The ADNIMERGE2 package was built using pharmaverse tools. It can be downloaded from loni.usc.edu. Below are examples of some basic summaries of participant characteristics by phase, or wave, of ADNI can be created using the derived ADSL data table in the package.

tbl_summary(
  data = ADNIMERGE2::ADSL %>%
    filter(ENRLFL %in% "Y"),
  by = ORIGPROT,
  include = c(AGE, SEX, EDUC, RACE, ETHNIC, BMI, DX, APOE, 
    ADASTT13, CDRSB, MMSCORE),
  type = all_continuous() ~ "continuous2",
  statistic = list(
    all_continuous() ~ "{mean} ({sd})",
    all_categorical() ~ "{n} ({p}%)"
  ),
  digits = all_continuous() ~ 1,
  percent = "column",
  missing_text = "(Missing)"
) %>%
  add_overall(last = TRUE) %>%
  add_stat_label(label = all_continuous2() ~ "Mean (SD)") %>%
  modify_footnote_header(
    footnote = "Column-wise percentage; n (%)",
    columns = all_stat_cols(),
    replace = TRUE
  ) %>%
  modify_abbreviation(abbreviation = "ADNI: Alzheimer’s Disease Neuroimaging Initiative; CN: Cognitive Normal; MCI: Mild Cognitive Impairment; DEM: Dementia.") %>%
  modify_caption(
    caption = "Table 1. ADNI - Subject Characteristics by Study Phase"
  ) %>%
  bold_labels()

Table 1. ADNI - Subject Characteristics by Study Phase
Characteristic	ADNI1 N = 819¹	ADNIGO N = 131¹	ADNI2 N = 790¹	ADNI3 N = 696¹	ADNI4 N = 477¹	Overall N = 2,913¹
Age (in Years)
Mean (SD)	75.2 (6.8)	71.6 (7.9)	72.7 (7.2)	70.7 (7.4)	68.7 (7.4)	72.2 (7.6)
Sex, n (%)
Female	342 (42%)	60 (46%)	379 (48%)	381 (55%)	307 (64%)	1,469 (50%)
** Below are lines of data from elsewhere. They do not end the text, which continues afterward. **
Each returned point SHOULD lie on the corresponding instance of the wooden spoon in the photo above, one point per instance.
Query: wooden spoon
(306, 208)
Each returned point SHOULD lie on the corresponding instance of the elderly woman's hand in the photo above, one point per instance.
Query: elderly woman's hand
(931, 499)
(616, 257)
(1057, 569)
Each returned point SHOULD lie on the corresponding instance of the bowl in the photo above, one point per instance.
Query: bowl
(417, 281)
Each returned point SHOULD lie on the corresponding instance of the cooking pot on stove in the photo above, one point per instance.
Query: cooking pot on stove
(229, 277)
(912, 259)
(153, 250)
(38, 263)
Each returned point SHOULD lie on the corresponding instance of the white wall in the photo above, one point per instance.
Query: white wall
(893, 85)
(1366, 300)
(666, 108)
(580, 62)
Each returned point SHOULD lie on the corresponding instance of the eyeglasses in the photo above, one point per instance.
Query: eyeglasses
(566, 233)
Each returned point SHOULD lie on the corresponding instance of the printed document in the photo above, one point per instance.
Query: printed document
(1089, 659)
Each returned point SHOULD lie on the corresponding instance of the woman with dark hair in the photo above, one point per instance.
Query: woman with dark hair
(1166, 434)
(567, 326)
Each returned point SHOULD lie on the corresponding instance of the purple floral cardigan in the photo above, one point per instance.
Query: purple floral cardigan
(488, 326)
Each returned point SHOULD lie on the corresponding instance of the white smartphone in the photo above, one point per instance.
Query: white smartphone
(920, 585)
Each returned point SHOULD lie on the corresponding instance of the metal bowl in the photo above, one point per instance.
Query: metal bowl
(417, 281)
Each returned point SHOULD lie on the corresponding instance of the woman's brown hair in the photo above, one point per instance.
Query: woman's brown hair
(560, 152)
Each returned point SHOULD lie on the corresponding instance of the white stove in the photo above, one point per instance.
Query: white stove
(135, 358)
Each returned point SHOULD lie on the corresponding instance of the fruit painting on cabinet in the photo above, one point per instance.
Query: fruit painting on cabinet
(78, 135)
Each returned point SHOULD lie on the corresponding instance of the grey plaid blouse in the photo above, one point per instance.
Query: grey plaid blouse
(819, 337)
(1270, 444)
Male	477 (58%)	71 (54%)	411 (52%)	315 (45%)	170 (36%)	1,444 (50%)
Education
Mean (SD)	15.5 (3.0)	15.8 (2.7)	16.3 (2.6)	16.4 (2.3)	16.0 (2.8)	16.0 (2.7)
(Missing)	1	0	0	0	1	2
Race, n (%)
American Indian or Alaskan Native	1 (0.1%)	1 (0.8%)	1 (0.1%)	2 (0.3%)	3 (0.6%)	8 (0.3%)
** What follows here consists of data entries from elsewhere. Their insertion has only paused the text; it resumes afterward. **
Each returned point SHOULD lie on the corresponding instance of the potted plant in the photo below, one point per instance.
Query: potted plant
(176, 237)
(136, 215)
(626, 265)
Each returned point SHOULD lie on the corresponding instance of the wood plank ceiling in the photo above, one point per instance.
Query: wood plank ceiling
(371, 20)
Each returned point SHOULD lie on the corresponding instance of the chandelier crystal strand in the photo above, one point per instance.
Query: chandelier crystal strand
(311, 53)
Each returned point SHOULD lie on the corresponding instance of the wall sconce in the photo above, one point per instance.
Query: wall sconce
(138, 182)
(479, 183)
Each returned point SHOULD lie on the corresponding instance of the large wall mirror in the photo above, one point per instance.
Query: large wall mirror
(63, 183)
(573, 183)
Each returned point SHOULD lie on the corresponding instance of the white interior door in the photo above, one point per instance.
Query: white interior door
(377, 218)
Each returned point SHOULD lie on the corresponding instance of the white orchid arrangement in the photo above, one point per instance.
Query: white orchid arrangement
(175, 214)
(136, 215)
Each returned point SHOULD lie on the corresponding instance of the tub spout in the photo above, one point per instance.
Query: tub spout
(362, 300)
Asian	14 (1.7%)	1 (0.8%)	14 (1.8%)	29 (4.2%)	45 (9.4%)	103 (3.5%)
Black or African American	39 (4.8%)	4 (3.1%)	34 (4.3%)	105 (15%)	158 (33%)	340 (12%)
Native Hawaiian or Other Pacific Islander	0 (0%)	0 (0%)	2 (0.3%)	1 (0.1%)	0 (0%)	3 (0.1%)
Other Pacific Islander	0 (0%)	0 (0%)	0 (0%)	0 (0%)	2 (0.4%)	2 (<0.1%)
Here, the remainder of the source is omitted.